On August 31st, the Pennsylvania Department of Environmental Protection approved water permits for Transco’s Atlantic Sunrise project, a fracked gas pipeline that will cut through hundreds of Pennsylvania streams and wetlands. The permits follow on the Department’s decision more than a year ago to grant a crucial water quality certification for this pipeline, without reviewing the pipeline’s impacts on water quality through the state permitting process. Since then, communities have appealed that certification and submitted thousands of comments urging the Department to protect Pennsylvania’s waters through the permitting process. Instead, the permits the Department issued would allow Transco to use the “open cut” method of laying pipe, which has a terrible track record of polluting streams and wetlands, including in Pennsylvania.
In response, groups opposed to the Atlantic Sunrise Pipeline issued the following statements:
“This decision is not a surprise to anyone opposing the Atlantic Sunrise but it is always disappointing when they allow the industry to exploit and damage the earth while trampling on the rights of landowners and jeopardizing the health and safety of all Pennsylvanians,” said Malinda Clatterbuck from Lancaster Against Pipelines. “We, the people, have come to realize that our politicians and our regulatory agencies work for the industry and not for us, and that this injustice is only going to change if we the people force that change.”
“We have little confidence that the work done will indeed protect the environment and public safety, as the construction process of the Mariner East 2 has certainly indicated otherwise with its lengthy list of construction problems and violations, some of which were predicted and pointed out during the permit approval process,” said Pam Bishop, principal, Concerned Citizens of Lebanon County.
“We certainly would like to think that Pennsylvania regulators would hold more value in protecting our air, water and land for Pennsylvanians,” said Ann Pinca, president of Lebanon Pipeline Awareness. “The recent Pennsylvania Supreme Court decision that has finally upheld the 1971 Environmental Amendment to the Pennsylvania Constitution–which grants us the right to clean air, pure water, and the preservation of our natural environment–does not appear to have been a part of this decision and it should have been.”
“Today, we stand with residents along the pipeline route who have a genuine, legitimate concern that this massive fossil fuel project will fundamentally change their valued way of life,” said Joanne Kilgour, Director of the Pennsylvania Chapter of the Sierra Club. “Residents across Pennsylvania voiced their opposition to this project, but once again, we saw the Department of Environmental Protection advance the interests of the industry rather than those most impacted by this project.”

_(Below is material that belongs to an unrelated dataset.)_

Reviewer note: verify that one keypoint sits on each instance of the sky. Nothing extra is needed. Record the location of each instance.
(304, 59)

“As stated in the Land Ethic of the Adorers of the Blood of Christ…’we treasure land as a gift of beauty and sustenance; we see it as a legacy for future generations,'” said Sister Janet McCann, US Region Councilor for the Adorers of the Blood of Christ. “To the Pennsylvania Department of Environmental Protection giving approval for permits for the Atlantic Sunrise Pipeline, we ask these questions in the name of our future generations: Where is our beauty? Where is our sustenance? Where is our legacy?”
The Transco-Williams Atlantic Sunrise pipeline will cross 327 streams and waterbodies in Pennsylvania and affect 4100 acres of land during construction. The project will also cross multiple public drinking water supply sources, watersheds, acres of wetlands, and designated high quality streams, exceptional value streams, and trout streams.